Elana Herzog


ELANA HERZOG’S “INTERVENTIONS”: A MICRO INTERVIEW

 

Untitled, from Material Migrations ongoing 2017; Installation view at the Tbilisi History Museum; Mixed scrap wood, metal staples and carpet: includes locally sourced and discarded industrially and hand made used carpets, and carpets brought from NewYork City Dimensions Variable. In Tbilisi, Herzog worked with local artists to research the region’s textile traditions, as well as the unique geometric patterning that is ubiquitous in its architecture. Her site-specific installation for Artisterium focuses on the Tbilisi History Museum itself, once an active caravanserai where textile merchants traded their goods. The work calls attention to two converging wooden floor patterns in the exhibition hall, revealing where previous structures have recently been torn down and others seamlessly erected. The raveling/unraveling in this case can be witnessed not only in her reconfigured rugs and fabric patterns, but also evidenced on the morphing ground that we stand on.

 

Elaine Sexton: Distressed fabric, in the form of bedspreads and curtains, heavily stapled and recomposed on dry wall serve as source material for some of your recent work.

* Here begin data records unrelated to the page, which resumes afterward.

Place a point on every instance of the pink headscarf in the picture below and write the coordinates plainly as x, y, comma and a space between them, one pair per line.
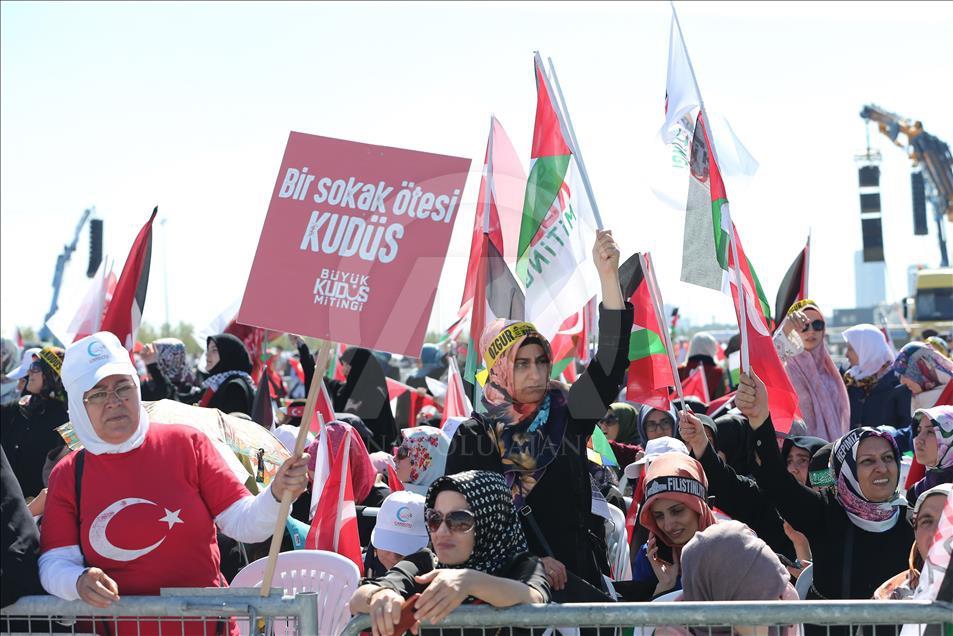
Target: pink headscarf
361, 468
822, 395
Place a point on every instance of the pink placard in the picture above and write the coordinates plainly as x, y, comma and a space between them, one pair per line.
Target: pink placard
353, 244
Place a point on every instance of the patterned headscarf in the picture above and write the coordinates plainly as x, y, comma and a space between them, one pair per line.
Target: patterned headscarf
170, 356
821, 393
874, 355
528, 436
427, 449
865, 514
499, 535
924, 365
942, 418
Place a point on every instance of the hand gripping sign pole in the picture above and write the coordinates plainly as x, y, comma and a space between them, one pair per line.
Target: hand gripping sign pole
303, 429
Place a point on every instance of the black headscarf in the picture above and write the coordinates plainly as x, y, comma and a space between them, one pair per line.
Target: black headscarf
232, 354
365, 395
499, 535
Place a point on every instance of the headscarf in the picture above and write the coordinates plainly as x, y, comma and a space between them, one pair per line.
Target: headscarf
233, 360
498, 534
942, 418
728, 562
628, 418
821, 393
874, 355
924, 365
703, 344
645, 411
865, 514
427, 449
528, 436
87, 361
680, 477
362, 470
170, 356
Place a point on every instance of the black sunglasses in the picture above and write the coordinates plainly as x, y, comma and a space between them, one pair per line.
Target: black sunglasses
817, 325
457, 520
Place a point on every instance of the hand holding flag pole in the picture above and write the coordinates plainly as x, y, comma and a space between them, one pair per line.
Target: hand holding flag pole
303, 429
742, 295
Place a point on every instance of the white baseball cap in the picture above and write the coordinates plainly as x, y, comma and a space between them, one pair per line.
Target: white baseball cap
400, 524
93, 358
25, 361
653, 449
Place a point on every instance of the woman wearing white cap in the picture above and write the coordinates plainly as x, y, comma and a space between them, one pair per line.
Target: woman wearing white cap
136, 510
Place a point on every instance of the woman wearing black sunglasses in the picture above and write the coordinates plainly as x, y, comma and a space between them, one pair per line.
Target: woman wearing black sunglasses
479, 553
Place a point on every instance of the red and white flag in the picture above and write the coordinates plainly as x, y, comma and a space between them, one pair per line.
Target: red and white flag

You once pointed out, in conversation, that most fabric is either plant or animal-based, cotton vs. wool, for example, which alters the experience of material in context.  Apart from the references to the domestic, choosing fabric intended for covering beds and windows, can you say what it is that draws you to working with textiles?

 

 

Elana Herzog: For many years I have used material culture to consider aspects of ephemerality, entropy, pleasure and pain, attraction and revulsion. My current focus is on the global migrations of culture and technology as seen through the lens of textile. As I work I am building a language that is formal and abstract, as well as directly evocative of cultural and emotional experience. I have increasingly focused on the relationship between technology and culture, the hand and the mind, the body and the machine. I collect non-precious materials that I find, mainly second hand, discarded or cheaply mass produced. Their conversion into “fine art,” as a result of my intervention, raises questions of value, ownership and conservation. Where does value come from and how do we measure it? Can we, and how do we possess it?

 

Valence, 2014 (detail); Installation view (detail) at The Boiler (Pierogi), Brooklyn, New York; Wood, drywall, paint, textile, metal staples, steel shelving posts, hardware; 240 x 360 x 48 inches

 

For me the term “material culture” encompasses the many “things” human society produces and lives with. It tells stories, marks time, charts navigation, migrations and conquests. Concepts like form and function, high and low art, business and pleasure, the profane and the profound, fall under this one umbrella. Its all stuff; capable of being cherished and reviled; traded, stolen, blessed, cursed, defiled and discarded.

 

 

In much of my work during the past almost twenty years, I’ve used thousands of metal staples to embed (and then deconstruct) found textiles into various surfaces, including gallery walls, movable panels and mixed media constructions. My installations are characterized by a mix of rigorous hard work and playful, context-sensitive experimentation, in which the labor-intensive “making” and “unmaking” is ultimately subsumed into a final product that almost seems to dissolve.

 

 

My interest in textile as a material for art making has changed over the years. I began by using it as an evocatively draped element in a mixed media sculpture. It also made reference to its own ubiquitous portrayal in classical sculpture and figurative painting, as surfaces that conceals but also delineates the contours of the human body. It went on to become a structure to interrogate; to tease apart through a deconstructive and reconstructive process. Over the years I have become more and more interested in the history of textile production, and its centrality to geopolitical events and human history overall.

 

 

Untitled, from Material Migrations ongoing 2017; Installation views at the Tbilisi History Museum

 

Elana Herzog lives and works in New York City. She is a recipient of a 2017 Guggenheim Foundation Fellowship. She recently returned from Tbilisi, in The Republic of Georgia where she participated in Artisterium 10, an annual exhibition of international artists. In 2017 she premiered Martha (The Searchers) a new ballet by Julia K. Gleich on which she has collaborated and contributed the visual components. Her work has been exhibited extensively in in this country and internationally in Norway, Sweden and Iceland, Canada, Chile and the Netherlands, and she has participated in numerous group shows at institutions such as the Tang Museum in Saratoga Springs, New York, the Weatherspoon Museum in Greensboro, North Carolina, The Kohler Museum in Sheboygan, Wisconsin, David Castillo Gallery in Miami, and at The Brooklyn Museum and The Museum of Arts and Design New York City. Herzog was an instructor at Yale University from 2012-2016. She will be in residence at The MacDowell Colony, in Peterborough, New Hampshire for six weeks in 2018.